To try manually, initdb a master, set pg_hba.conf to 'trust' on all
replication connections, append to postgresql.conf:

wal_level = 'logical'
max_replication_slots = 4
max_wal_senders = 4
hot_standby_feedback = on

then start the master. Now

psql -d 'master_connstr' -c "SELECT
pg_create_physical_replication_slot('standby1');"

and

pg_basebackup -d 'master_connstr' -X stream -R --slot=standby1

and start the replica.

You can now use pg_recvlogical to create a slot on the replica and
decode changes from it, e.g.

pg_recvlogical -d 'replica_connstr' -S test -P test_decoding --create-slot
pg_recvlogical -d 'replica_connstr' -S 'test' -f - --start

and you'll (hopefully) see subsequent changes you make on the master.
If not, tell me.

Patch series contents
===

This patch series incorporates the following changes:

* Timeline following for logical slots, so they can start decoding on
the correct timeline and follow timeline switches (with tests);
originally [3]

* Add --endpos to pg_recvlogical, with tests; originally [3]

* Splitting of xmin and catalog_xmin on hot standby feedback, so
logical slots on a replica only hold down catalog_xmin on the master,
not the xmin for user tables (with tests).
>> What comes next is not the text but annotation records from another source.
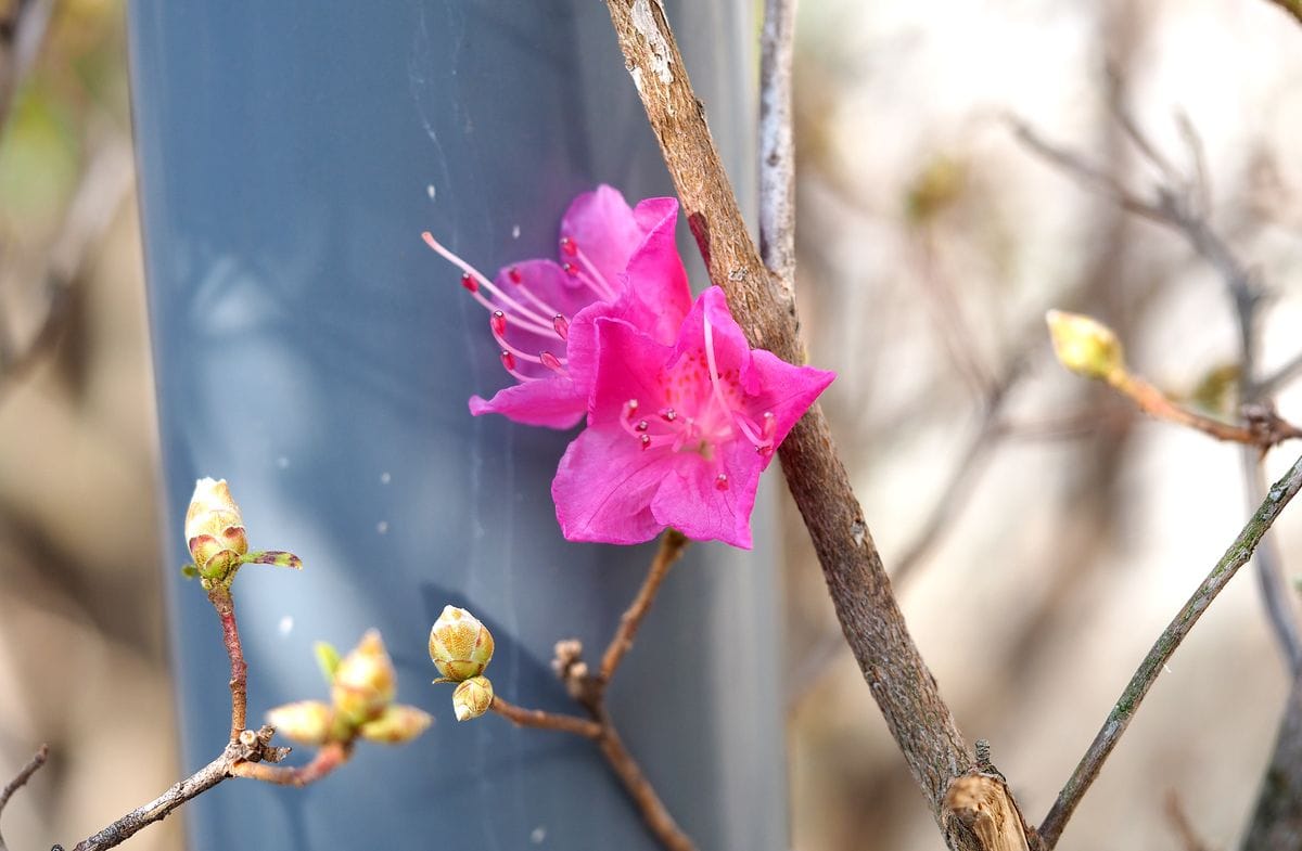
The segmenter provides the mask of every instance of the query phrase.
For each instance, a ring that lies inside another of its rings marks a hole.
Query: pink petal
[[[523,381],[497,390],[491,399],[470,397],[470,412],[501,414],[525,426],[572,428],[583,419],[587,393],[564,375]]]
[[[693,540],[750,549],[750,513],[767,458],[746,441],[732,441],[719,452],[721,457],[713,461],[678,453],[651,500],[651,513],[661,526],[672,526]],[[723,489],[717,484],[720,472],[728,476]]]
[[[691,288],[674,241],[678,202],[648,198],[638,204],[634,215],[648,228],[646,238],[629,258],[618,316],[655,340],[672,344],[691,310]]]
[[[644,233],[624,195],[603,183],[570,203],[561,217],[561,236],[578,243],[592,265],[613,285]]]
[[[565,540],[641,544],[655,537],[664,524],[651,513],[651,497],[669,472],[664,462],[618,426],[579,433],[552,480]]]
[[[589,394],[587,422],[592,427],[612,427],[635,445],[620,424],[624,405],[638,399],[652,414],[665,403],[664,364],[672,349],[618,319],[599,317],[594,324],[596,377]]]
Minimises upstream bloat;
originally [4]

* Suppress export of snapshot when starting logical decoding on
replica. Since we cannot allocate an xid, we cannot export snapshots
on standby. Decoding clients can still do their initial setup via a
slot on the master then switch over, do it via physical copy, etc.

* Require hot_standby_feedback to be enabled when starting logical
decoding on a standby.

* Drop any replication slots from a database when redo'ing database
drop, so we don't leave dangling slots on the replica (with tests).

* Make the walsender respect SIGUSR1 and exit via
RecoveryConflictInterrupt() when it gets
PROCSIG_RECOVERY_CONFLICT_DATABASE (with tests); see [6]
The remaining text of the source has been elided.